Experience has its benefits. Sometimes senior dogs and cats can make the best companions. There a number of good reasons to consider going against the grain and adopting a senior pet.

Seven great reasons to open your heart to a senior pet:
1. You can skip the growing pains. No need for housebreaking and training when you choose an older pet. Age comes with experience, and experience has its benefits. Many seniors already are house trained and it only takes a day or two to help them learn the potty rules in their new home.

2. Older dogs have manners. Unlike puppies, many grown-up dogs have spent years living with a family and being socialized to life with humans. They may have received obedience training and respond to commands like “sit,” “stay,” and “down.”
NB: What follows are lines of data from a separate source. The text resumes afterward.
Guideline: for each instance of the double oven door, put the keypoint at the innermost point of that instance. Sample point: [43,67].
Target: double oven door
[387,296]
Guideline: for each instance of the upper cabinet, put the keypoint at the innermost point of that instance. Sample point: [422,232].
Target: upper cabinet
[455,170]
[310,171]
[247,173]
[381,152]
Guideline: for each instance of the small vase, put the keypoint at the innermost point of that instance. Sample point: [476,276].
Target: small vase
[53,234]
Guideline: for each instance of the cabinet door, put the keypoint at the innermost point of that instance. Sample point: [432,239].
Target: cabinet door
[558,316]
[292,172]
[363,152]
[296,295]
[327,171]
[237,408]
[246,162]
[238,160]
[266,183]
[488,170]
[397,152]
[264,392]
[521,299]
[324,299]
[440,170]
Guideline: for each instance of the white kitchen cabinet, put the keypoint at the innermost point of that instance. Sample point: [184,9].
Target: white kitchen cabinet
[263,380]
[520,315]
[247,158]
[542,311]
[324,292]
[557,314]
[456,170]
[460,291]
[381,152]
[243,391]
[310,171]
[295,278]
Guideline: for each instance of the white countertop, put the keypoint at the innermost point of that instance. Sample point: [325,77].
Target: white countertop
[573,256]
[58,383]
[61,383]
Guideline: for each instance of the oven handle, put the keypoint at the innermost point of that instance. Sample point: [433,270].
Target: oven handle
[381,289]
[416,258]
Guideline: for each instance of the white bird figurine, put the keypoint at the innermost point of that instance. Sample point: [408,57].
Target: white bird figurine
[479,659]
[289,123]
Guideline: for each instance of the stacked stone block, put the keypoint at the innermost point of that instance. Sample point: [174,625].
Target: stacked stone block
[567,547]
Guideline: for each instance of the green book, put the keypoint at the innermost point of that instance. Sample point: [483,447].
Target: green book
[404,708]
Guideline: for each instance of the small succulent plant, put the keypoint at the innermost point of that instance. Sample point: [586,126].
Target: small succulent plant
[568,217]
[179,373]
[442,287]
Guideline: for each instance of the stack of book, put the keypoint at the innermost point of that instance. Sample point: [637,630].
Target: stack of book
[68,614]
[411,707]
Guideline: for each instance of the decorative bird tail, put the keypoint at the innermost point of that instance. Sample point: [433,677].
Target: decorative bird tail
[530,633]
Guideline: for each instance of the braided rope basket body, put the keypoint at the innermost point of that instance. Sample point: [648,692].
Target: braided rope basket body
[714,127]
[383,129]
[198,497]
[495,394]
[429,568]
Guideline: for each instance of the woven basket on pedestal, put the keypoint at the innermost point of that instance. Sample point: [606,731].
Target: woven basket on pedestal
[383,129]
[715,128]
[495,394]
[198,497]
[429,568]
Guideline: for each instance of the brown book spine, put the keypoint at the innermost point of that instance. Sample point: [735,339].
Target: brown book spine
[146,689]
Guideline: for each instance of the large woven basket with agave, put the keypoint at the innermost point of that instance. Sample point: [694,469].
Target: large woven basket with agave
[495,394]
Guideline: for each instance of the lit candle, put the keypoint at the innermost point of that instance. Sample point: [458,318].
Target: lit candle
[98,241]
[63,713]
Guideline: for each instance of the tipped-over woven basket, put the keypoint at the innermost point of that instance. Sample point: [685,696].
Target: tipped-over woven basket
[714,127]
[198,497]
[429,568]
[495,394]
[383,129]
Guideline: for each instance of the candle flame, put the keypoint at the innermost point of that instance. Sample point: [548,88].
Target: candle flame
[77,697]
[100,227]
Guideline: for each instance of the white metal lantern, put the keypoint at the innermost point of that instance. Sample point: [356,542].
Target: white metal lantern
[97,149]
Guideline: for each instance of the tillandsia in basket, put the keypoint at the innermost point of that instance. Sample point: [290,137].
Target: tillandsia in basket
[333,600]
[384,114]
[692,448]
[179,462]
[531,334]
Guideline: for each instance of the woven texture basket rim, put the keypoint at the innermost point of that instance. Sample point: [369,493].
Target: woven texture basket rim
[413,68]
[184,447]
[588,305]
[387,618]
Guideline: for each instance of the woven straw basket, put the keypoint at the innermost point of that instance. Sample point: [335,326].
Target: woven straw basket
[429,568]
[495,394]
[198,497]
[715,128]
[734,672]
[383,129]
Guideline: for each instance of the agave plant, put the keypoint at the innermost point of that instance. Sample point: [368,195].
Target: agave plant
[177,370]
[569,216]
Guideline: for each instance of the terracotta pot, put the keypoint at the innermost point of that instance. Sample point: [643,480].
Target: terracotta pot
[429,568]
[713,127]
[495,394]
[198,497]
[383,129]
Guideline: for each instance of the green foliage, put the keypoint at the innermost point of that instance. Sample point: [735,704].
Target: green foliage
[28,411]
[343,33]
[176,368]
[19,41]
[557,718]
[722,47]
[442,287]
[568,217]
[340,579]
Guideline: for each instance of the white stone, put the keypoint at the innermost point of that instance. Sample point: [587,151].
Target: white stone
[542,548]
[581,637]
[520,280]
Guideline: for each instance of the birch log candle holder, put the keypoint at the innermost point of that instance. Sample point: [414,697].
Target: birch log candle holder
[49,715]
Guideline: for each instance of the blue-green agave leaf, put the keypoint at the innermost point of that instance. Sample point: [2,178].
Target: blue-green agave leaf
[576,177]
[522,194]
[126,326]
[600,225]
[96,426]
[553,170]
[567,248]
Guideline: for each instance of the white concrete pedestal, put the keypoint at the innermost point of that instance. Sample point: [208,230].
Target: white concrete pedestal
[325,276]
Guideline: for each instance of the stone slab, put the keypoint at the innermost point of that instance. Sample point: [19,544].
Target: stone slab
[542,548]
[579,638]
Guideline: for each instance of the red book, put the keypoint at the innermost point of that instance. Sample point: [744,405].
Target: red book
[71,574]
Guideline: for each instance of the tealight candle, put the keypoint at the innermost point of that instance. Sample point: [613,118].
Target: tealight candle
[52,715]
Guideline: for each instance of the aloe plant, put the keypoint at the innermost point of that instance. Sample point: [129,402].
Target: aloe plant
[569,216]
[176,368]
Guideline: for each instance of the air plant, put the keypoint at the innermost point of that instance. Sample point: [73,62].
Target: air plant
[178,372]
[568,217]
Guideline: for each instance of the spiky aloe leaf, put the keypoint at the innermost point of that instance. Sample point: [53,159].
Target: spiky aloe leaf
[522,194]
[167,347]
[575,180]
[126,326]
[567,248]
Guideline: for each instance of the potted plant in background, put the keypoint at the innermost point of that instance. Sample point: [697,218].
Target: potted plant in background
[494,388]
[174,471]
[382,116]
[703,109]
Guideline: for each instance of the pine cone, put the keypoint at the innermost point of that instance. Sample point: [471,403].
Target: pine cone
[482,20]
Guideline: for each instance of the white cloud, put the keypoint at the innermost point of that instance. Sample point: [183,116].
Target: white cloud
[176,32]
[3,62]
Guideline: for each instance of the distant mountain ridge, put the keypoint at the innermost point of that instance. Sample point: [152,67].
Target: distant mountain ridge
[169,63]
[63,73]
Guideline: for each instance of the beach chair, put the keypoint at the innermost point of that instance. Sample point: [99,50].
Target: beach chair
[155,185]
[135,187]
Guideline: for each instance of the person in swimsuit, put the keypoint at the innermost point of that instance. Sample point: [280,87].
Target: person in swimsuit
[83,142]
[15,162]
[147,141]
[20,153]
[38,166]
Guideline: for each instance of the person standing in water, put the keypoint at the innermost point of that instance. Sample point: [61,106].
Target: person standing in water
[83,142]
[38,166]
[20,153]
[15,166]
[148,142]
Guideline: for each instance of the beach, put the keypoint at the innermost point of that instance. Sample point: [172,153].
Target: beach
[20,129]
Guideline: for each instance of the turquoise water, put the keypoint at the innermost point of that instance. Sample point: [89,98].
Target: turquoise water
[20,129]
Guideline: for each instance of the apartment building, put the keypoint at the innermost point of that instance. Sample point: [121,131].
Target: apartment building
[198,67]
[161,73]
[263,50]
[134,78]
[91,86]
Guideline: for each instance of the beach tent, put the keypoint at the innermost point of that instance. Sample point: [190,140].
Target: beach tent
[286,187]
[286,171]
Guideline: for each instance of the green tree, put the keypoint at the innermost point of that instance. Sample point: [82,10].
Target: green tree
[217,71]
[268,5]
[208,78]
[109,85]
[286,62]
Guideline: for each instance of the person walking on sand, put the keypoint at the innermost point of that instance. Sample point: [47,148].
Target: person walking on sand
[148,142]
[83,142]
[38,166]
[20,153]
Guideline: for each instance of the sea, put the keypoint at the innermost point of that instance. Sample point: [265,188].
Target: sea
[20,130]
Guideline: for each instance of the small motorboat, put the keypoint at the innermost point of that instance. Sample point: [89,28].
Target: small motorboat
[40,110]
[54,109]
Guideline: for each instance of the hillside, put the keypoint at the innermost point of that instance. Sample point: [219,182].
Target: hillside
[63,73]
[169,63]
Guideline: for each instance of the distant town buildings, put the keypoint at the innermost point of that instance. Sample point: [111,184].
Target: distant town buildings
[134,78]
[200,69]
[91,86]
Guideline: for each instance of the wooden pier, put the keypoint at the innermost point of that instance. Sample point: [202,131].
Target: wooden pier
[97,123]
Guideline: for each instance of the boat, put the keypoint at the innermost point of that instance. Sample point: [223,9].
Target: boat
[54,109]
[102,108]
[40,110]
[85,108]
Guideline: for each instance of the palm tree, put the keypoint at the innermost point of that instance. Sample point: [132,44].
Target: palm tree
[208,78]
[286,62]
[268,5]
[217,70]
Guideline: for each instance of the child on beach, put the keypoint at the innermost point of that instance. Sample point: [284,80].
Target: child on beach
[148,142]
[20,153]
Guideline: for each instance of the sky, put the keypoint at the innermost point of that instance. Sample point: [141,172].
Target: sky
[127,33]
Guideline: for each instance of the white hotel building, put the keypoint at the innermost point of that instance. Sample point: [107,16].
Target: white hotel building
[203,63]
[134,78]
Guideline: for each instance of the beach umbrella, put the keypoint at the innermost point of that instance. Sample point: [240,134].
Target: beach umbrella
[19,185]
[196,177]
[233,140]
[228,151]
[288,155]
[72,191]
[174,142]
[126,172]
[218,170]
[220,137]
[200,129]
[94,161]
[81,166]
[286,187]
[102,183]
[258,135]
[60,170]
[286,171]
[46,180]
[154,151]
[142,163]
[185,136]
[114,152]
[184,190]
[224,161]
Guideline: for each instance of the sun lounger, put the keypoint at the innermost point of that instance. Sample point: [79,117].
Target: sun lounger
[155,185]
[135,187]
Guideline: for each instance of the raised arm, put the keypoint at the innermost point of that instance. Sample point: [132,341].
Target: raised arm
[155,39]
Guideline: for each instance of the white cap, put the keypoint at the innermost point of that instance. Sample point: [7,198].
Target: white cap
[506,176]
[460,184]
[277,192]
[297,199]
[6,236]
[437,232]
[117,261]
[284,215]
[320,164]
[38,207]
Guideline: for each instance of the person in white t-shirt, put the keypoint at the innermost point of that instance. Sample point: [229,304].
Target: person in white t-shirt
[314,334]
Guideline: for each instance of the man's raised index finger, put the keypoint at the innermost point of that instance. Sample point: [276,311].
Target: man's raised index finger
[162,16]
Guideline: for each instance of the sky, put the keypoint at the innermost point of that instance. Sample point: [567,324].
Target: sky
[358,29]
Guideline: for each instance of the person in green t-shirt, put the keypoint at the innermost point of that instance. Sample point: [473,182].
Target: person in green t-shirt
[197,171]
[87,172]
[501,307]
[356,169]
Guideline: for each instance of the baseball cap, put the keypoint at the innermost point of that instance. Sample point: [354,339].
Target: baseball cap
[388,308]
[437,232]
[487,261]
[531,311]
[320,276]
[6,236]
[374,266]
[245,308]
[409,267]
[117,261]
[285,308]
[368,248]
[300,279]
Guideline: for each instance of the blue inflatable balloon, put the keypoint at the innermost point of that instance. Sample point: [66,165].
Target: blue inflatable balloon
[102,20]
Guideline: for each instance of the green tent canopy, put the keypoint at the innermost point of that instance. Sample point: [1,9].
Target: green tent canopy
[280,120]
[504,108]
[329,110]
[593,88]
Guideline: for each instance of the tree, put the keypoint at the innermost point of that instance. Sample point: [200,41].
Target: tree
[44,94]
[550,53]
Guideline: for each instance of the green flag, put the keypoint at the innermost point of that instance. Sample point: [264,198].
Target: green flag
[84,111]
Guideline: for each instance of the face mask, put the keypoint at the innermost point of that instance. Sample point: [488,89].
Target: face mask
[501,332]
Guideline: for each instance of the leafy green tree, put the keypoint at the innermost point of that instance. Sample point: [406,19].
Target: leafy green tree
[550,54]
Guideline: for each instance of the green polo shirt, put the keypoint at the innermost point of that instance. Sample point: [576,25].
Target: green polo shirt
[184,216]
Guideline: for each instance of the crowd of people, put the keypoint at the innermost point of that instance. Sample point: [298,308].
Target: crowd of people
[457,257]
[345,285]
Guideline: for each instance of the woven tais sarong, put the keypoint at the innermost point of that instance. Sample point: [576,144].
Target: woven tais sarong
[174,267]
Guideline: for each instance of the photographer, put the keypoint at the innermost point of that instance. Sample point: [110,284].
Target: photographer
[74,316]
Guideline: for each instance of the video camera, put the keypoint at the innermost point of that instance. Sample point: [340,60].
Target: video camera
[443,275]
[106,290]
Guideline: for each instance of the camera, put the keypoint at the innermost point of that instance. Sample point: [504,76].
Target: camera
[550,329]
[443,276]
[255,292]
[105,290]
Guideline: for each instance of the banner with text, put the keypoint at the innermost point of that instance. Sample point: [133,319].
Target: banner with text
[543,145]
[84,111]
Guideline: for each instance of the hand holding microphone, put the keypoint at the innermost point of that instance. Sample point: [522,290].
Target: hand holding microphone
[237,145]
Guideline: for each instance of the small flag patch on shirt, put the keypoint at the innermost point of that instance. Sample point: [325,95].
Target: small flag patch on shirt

3. Senior pets are less destructive. Most older adopted pets are well past the search-and-destroy phase. You don’t need to worry so much about finding your favorite pair of shoes or a table leg chewed beyond recognition or your furniture scratched to shreds. Chances are your senior kitty has no urge to overturn your potted plant or mark his territory in every room of your home.

4. What you see is what you get. There are no unexpected surprises on how big they might get, what color their adult coat will be, or whether they will be healthy. A senior pet comes to you with their own history, which makes their future much more predictable than that of an 8-week-old puppy or kitten.

5. You can teach an old dog new tricks. If your adopted older pet needs to learn a few things in their new life with you, not to worry. Adult pets can focus on the task at hand (unlike many of their much younger counterparts). Enroll them in an obedience class, contact a trainer, or go the do-it-yourself route. Older pets are more attentive than puppies and kittens. They are more eager to please their humans.

6. Older pets are relaxing to hang out with. Older dogs and cats have all the basics down and aren’t full of wild energy to burn. Because you are not constantly chasing around or cleaning up after your older pet, you have a lot more time to spend finding fun things to do or just relaxing together.

7. Adopted senior pets are grateful for your kindness. Somehow, older pets seem to know you gave them a second chance when no one else would. Many new senior pet owners form a close bond very quickly with their senior dog or cat because the pet shows them a level of attention and devotion that is unique to older adopted animals.

You can be a hero to a deserving dog or cat. Almost without exception, people who adopt older animals feel a special sense of pride and purpose in opening their heart to a hard-to-place senior pet. Doing a good thing really does make you feel good.